The largest anti-money laundering penalty ever imposed on a broker-dealer has been issued, and regulators are making clear it is not just about one firm.

On March 8, 2026, the U.S. Treasury’s Financial Crimes Enforcement Network (FinCEN) issued an $80 million civil penalty against a U.S. broker-dealer for willful violations of the Bank Secrecy Act. The enforcement action was coordinated across FinCEN, the SEC, and FINRA, making it a multi-regulator settlement with broad implications for the industry.

What Went Wrong

The consent order outlines a compliance program that failed across several interconnected areas over multiple years.
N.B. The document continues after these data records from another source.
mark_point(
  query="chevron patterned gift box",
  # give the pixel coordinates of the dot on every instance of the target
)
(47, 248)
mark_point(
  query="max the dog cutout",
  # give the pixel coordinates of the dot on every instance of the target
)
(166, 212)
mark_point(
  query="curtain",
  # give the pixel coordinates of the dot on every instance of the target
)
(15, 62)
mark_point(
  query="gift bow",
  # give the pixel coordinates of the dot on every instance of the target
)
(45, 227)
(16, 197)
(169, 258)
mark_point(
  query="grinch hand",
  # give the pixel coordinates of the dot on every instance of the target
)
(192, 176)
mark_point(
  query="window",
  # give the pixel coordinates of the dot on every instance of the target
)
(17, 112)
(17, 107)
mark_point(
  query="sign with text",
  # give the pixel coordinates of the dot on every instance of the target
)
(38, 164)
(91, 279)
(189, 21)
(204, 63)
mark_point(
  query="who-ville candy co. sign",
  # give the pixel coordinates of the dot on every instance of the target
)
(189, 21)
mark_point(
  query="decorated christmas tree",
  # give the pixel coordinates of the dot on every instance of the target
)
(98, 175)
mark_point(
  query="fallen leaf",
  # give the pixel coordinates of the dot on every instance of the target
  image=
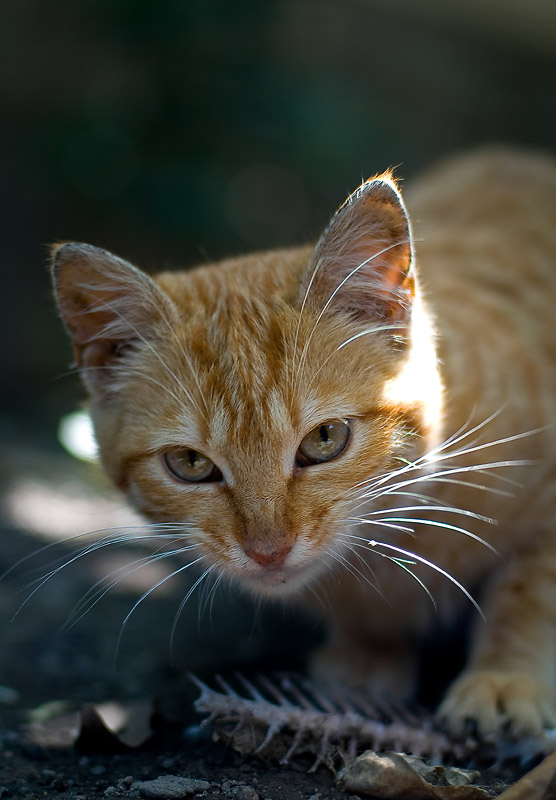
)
(389, 776)
(113, 727)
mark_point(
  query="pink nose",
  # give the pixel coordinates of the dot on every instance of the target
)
(273, 558)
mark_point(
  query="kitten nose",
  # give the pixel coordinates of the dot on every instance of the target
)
(270, 558)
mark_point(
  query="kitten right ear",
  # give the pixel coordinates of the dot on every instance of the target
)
(107, 306)
(362, 264)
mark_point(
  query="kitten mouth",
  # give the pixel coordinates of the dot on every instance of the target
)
(277, 580)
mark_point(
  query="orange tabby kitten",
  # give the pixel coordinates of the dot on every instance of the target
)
(343, 423)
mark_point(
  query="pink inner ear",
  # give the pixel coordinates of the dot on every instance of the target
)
(363, 260)
(85, 325)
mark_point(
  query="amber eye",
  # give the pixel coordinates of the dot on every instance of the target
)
(191, 466)
(324, 443)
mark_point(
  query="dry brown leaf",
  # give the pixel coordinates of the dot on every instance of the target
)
(113, 727)
(389, 776)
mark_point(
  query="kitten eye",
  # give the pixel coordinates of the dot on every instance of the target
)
(324, 443)
(191, 466)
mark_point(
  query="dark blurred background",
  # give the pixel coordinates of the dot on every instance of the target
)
(180, 131)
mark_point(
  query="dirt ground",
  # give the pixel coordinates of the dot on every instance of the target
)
(48, 673)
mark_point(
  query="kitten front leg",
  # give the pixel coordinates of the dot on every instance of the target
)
(509, 685)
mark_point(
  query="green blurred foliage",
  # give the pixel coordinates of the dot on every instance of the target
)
(178, 131)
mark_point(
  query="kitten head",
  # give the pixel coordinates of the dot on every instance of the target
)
(252, 399)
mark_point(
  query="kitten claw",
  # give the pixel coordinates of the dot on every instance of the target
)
(500, 704)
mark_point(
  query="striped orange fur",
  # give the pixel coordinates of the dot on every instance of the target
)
(339, 421)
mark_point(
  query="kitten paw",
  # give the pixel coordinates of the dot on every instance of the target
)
(511, 704)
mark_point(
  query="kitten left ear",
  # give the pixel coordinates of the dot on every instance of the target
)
(362, 264)
(107, 306)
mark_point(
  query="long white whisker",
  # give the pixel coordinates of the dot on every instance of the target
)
(148, 593)
(92, 548)
(436, 524)
(92, 597)
(374, 544)
(183, 602)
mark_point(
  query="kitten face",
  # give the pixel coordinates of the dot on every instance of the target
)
(249, 399)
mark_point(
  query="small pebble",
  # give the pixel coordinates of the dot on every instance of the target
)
(169, 787)
(245, 792)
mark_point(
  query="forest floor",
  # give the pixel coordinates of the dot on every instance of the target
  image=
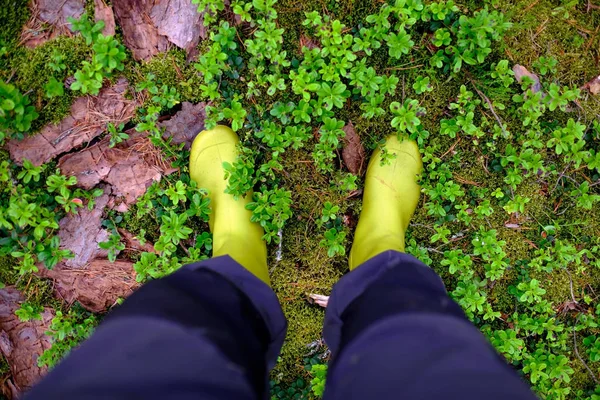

The firm’s AML deficiencies were most pronounced in its handling of microcap and over-the-counter securities trading, a segment that carries elevated financial crime risk and demands heightened compliance attention.

At least 160 suspicious activity reports were not filed, connected to thousands of transactions across dozens of OTC securities that showed clear indicators of potentially manipulative or suspicious activity. Regulators emphasized that these gaps directly deprived law enforcement of intelligence critical to identifying potential market abuse, a point that carries weight beyond this single case.

The order also found that AML surveillance infrastructure was not scaled to match the firm’s trading volume. Compliance staff reviewing alerts were overwhelmed and undertrained, leaving the program structurally unable to keep pace with the risks running through the platform. Customer due diligence procedures compounded the problem, with higher-risk accounts permitted to transact in U.S. markets without adequate scrutiny.

The Regulatory Message

FinCEN Director Andrea Gacki called the action a “wake-up call to broker-dealers that willfully fail to comply with their obligations to safeguard the financial system from illicit actors.” The coordinated involvement of the SEC and FINRA alongside FinCEN signals that regulators are aligned in their expectations, and their willingness to act.

The firm has since overhauled its compliance leadership, expanded AML staffing, and enhanced its surveillance and monitoring systems. But regulators made clear that those corrections came too late to avoid consequences.

What This Means for Compliance Teams

The enforcement action sends a clear signal that regulators expect AML programs to keep pace with both trading volume and emerging market risks. The enforcement order points to patterns compliance teams can and should audit against internally. A few places to start:

SAR filing processes: Are your current procedures keeping pace with trading volume? Gaps in suspicious activity reporting, particularly in higher-risk product areas like OTC and microcap securities, are a clear regulatory red flag.

Staffing and training: Compliance staff buried in alerts without adequate training or resources can’t effectively assess risk. Evaluate whether your team has what it needs to do the job, not just whether the job is technically getting done.

Customer due diligence: Higher-risk accounts require heightened scrutiny before and during their activity on your platform. Review whether you’re onboarding and ongoing monitoring procedures reflect the actual risk profile of your client base.

AML programs that look sufficient on paper but can’t function at scale are exactly what regulators are targeting. This case makes that expectation explicit, and the record-setting penalty makes the stakes clear.